Later on in its press release, HRC further criticized the ad. “HRC also sent a letter this morning to Montana Democratic Party Executive Director Brad Martin, expressing deep concern with the tone of the ad,” the group wrote. But—parsing hard for all he’s worth; as Clintonian as the greatest of all Clinton caricatures—Sully pretends that the HRC just couldn’t make up its mind on this ad. In best gonzo fashion, Sully says that the phrase “any attempt” in the passage we quote is a “weasel word” which “leav[es] the possibility open that this ad was a genuine and non-homophobic one.” Remember: The person who puts such clowning into print was once editor of the great New Republic.

Sullivan is fairer to the HRC than he is to Gore or Fisk. But his presentation is utterly silly. What is truly amazing about his HRC piece? This silly spinning of the HRC statement is Sullivan at his fairest and best!

ADDENDUM: GOOFUS STRIKES AGAIN:
Those who subscribe to Salon’s premium service should check out Sullivan’s essay today. In it, he lambastes Harold Meyerson for daring to say that Reagan “appeased” the Soviets. In fact, he calls Meyerson’s statement the “Idiocy of the Week.”
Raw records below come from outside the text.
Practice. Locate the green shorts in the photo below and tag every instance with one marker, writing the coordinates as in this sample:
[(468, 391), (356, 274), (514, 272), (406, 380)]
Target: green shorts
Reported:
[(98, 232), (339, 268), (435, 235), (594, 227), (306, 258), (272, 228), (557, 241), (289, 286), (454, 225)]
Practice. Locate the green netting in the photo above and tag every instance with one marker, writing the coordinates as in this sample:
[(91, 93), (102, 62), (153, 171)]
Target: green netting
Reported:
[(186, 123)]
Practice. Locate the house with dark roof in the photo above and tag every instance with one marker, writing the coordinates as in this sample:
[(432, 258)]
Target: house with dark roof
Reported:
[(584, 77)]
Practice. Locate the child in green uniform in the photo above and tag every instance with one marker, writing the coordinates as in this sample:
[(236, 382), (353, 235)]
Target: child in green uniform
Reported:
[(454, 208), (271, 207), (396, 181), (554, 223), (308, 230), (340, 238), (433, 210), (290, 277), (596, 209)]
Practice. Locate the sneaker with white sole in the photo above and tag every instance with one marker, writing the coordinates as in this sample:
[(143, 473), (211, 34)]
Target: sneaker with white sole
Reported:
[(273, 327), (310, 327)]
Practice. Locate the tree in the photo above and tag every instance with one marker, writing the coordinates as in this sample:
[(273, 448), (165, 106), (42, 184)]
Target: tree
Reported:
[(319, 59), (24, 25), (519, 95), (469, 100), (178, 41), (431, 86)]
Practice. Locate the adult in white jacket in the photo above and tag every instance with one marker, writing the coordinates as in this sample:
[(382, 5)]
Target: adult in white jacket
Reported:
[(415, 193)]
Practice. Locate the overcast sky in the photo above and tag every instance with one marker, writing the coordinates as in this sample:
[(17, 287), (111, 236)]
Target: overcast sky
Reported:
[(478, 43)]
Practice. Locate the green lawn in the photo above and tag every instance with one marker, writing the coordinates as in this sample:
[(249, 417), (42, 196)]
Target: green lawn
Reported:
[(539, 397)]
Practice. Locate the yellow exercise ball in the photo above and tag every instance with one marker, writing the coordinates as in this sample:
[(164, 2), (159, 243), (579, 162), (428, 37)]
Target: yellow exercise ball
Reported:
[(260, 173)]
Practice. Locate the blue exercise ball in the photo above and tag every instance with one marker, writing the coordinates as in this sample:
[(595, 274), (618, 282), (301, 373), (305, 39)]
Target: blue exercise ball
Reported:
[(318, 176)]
Sully works himself into his Standard Lather over Meyerson’s statement. But isn’t it perfectly obvious, from everything said in his piece, that Meyerson is speaking ironically? Meyerson’s claim is very clear: Deterrence—which he proposes in the case of Iraq—is not a form of “appeasement.” When he says that deterrence worked with the Soviets, he calls it “appeasement”—ironically. But Crazy Boy—missing Myerson’s point and tone altogether—assails his statement as the week’s leading “idiocy.” The actual idiocy involved in this piece? The fact that Salon stooped to print it.